On peut dire la même chose concernant l’art contemporain. J’ai découvert récemment, lors d’un séminaire sur l’art et la psychanalyse, à Bruxelles, une œuvre tout à fait intéressante de l’artiste anglaise Tracey Emin, My Bed. C’est de son lit qu’il s’agit – qui a été exposé comme tel à la Tate Gallery –, son lit, au sortir d’un moment dépressif, où elle y avait passé un certain temps. On y voit le lit défait, sali par endroit par des excrétions corporelles, et autour du lit une série de déchets, des bouteilles d’alcool, un préservatif, des journaux, des sous-vêtements, un doudou aussi, etc … La critique de cette œuvre témoignant d’un moment dépressif a été très variée. Pourtant il me semble de peu d’intérêt de rapprocher ce My Bed de l’état psychologique de Tracey Emin à ce moment. Par contre nous pouvons y lire ce que Lacan par ailleurs formule concernant le sujet et la jouissance. Cette œuvre présente en effet les traces de l’existence d’un sujet, laissées sur ce lit et inscrites dans les déchets de sa jouissance.
C’est ce que Lacan faisait remarquer à propos de la sépulture antique. Le sujet s’y fait ensemble vide réduit à son squelette entouré de la série de ses objets de jouissance, gobelets, armes, bijoux, etc… [6] Dans cette œuvre de Tracey Emin, ce n’est pas le squelette, mais le désordre du lit qui fait trace vide d’un sujet entouré, non de ses objets de jouissance, mais de ses déchets. Objet agalmatique ou déchet, ce sont bien deux modes de l’objet a.
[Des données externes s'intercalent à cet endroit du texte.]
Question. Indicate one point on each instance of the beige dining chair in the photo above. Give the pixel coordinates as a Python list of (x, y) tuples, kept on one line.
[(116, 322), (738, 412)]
Encore une fois l’artiste, en sa matière, témoigne d’un savoir qui concerne le psychanalyste [7].
Alexandre Stevens
_____________________________________
[1] Lacan J., « Hommage fait à Marguerite Duras, du ravissement de Lol V.Stein », Autres écrits, Paris, Seuil, 2001, p. 192.
[2] Ibid, p. 193.
[3] Cf. ibid, p. 192.
[4] Ibid, p. 193.
[5] Ibid, p. 194.
[6] Cf. Lacan J., « Radiophonie », Autres écrits, op. cit., p. 410.